Tail of monitor Lizard
The monitor lizard’s tail can account for more than half of the body’s total length, and the lizard is naturally disposed to use this formidable weapon with whip-like action. When confronted or even mildly agitated, the monitor will whip around with its muscular tail in an attempt to incapacitate its prey or any perceived enemy. When it decides to turn that tail on its human owner, it becomes a dangerous pet to own. This natural weapon makes it easy to see why this lizard is not recommended as a pet in general and why even the most experienced reptile enthusiasts must be careful around such a powerful creature. Considering that the monitor’s tail is capable of breaking the bones of a full-grown adult human and that its aggressive nature can cause the creature to turn on anyone at any time, it is of utmost importance that the lizards are kept far away from other pets and small children.
About the animal
There are at least 50 known species of monitor lizards, with new ones being discovered all the time.
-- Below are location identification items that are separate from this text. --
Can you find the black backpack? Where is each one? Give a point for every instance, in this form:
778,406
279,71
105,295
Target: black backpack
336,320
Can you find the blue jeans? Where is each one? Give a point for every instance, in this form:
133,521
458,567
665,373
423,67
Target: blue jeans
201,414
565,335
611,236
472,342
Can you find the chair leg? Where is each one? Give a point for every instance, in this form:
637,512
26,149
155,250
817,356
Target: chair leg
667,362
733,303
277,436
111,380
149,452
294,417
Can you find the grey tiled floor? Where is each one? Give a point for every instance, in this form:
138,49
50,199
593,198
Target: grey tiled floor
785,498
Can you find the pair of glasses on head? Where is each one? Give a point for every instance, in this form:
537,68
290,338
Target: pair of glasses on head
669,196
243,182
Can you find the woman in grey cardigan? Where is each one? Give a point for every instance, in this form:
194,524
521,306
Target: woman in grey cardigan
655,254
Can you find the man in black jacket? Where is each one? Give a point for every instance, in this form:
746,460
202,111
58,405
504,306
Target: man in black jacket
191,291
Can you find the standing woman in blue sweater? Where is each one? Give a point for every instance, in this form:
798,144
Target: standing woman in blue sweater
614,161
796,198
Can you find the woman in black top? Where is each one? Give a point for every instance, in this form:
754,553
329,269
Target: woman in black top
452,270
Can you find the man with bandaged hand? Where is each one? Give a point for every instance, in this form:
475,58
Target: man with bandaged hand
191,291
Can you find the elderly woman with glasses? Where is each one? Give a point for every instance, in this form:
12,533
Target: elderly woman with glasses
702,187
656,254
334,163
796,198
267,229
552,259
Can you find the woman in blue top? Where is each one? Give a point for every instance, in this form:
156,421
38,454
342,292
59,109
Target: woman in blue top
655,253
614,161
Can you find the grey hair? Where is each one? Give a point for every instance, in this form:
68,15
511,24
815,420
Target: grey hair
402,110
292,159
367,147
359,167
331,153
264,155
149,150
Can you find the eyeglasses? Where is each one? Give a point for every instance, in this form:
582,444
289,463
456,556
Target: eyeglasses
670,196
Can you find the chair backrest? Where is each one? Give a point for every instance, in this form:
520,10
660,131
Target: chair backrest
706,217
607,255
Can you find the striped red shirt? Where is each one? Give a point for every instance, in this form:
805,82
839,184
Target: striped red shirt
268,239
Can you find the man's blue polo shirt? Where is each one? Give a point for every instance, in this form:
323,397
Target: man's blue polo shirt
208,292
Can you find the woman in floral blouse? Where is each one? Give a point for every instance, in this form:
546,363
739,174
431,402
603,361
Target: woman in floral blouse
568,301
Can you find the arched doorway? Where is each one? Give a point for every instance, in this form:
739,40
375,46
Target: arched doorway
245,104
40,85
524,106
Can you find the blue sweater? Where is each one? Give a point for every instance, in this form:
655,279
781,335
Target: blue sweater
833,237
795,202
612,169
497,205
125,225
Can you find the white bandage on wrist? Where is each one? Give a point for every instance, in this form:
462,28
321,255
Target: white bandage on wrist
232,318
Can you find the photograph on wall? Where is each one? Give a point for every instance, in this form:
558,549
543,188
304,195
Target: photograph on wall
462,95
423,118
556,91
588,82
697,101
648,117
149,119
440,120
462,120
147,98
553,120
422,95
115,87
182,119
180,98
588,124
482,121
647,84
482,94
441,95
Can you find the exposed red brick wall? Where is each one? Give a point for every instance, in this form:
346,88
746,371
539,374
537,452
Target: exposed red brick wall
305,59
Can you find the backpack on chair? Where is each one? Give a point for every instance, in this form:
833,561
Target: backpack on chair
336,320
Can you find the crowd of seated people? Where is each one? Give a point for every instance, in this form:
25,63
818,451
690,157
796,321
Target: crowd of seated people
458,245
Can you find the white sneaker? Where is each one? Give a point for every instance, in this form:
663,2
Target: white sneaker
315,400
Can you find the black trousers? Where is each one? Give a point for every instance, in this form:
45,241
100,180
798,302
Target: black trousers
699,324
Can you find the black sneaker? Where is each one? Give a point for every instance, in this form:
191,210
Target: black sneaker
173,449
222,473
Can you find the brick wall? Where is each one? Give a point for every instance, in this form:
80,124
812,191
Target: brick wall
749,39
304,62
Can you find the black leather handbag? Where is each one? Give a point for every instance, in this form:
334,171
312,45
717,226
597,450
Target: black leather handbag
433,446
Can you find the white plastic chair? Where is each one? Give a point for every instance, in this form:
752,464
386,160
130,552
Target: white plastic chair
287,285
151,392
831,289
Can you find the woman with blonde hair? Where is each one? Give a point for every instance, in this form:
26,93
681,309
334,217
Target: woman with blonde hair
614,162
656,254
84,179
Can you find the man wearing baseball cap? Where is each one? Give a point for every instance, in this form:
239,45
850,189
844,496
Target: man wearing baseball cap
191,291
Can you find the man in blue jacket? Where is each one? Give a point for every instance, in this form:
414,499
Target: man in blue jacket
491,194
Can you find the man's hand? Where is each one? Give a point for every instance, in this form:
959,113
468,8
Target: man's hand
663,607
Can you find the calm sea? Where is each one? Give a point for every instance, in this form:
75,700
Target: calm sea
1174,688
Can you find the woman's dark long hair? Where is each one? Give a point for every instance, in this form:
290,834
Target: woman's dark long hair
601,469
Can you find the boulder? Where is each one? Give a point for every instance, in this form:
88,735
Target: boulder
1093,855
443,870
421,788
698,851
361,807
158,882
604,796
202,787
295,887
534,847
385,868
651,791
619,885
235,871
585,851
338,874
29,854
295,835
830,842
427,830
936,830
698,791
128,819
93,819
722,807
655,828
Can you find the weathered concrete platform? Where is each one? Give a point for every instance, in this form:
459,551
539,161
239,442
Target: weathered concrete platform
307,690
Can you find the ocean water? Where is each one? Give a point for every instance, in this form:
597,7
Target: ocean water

Some have been known to be as small as 8 inches, but most (such as the Nile monitor lizard that has become popular in Florida) can be quite large. They have long necks and sturdy limbs. Their claws are very sharp, and their tails typically account for half of their body length. Most species of monitor lizards stick to the ground, but some prefer to make their homes in trees or near water. Almost all species of monitor lizards are carnivorous, though a few will eat fruit.